TSV HITZACKER MACHT 0:2-RÜCKSTAND WETT

In der Nordstaffel der 1. Fußball-Kreisklasse haben die TSV Hitzacker und der VfL Breese/Langendorf II gepunktet. Während die TSV nach dem 3:3 gegen den Tabellendritten Dahlenburger SK Wertungsvierter bleibt, konnte der VfL seinen Abwärtstrend nach zwei Niederlagen bei 1:8 Toren stoppen und gewann beim hoch gehandelten FC Heidetal mit 2:0.
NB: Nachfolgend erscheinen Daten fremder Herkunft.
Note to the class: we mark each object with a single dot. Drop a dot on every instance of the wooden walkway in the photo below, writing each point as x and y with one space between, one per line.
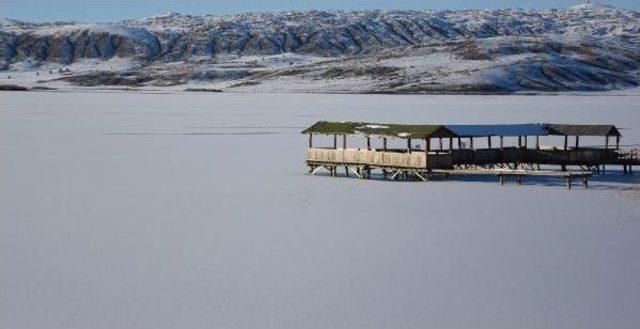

Leer ausgegangen sind dagegen alle Lüchow-Dannenberger Vertreter in der Staffel Süd der 1. Kreisklasse. Der TuS Liepe war beim 0:4 gegen den Tabellenzweiten TSV Wriedel ebenso chancenlos wie der SV Küsten II, der beim bisherigen Tabellenvorletzten SV Stadensen bitter mit 0:7 unter die Räder gekommen ist. Eng war die Partie des TuS Wustrow beim TSV Jastorf. Am Ende siegten die Gastgeber durch einen Treffer in der 85. Minute mit 2:1 und fügten dem TuS damit die erste Punktspielniederlage dieser Saison bei.

Finn-Yamo Zehnder (vorne) trennte sich mit der TSV Hitzacker mit einem alles in allem gerechten 3:3 vom Dahlenburger SK.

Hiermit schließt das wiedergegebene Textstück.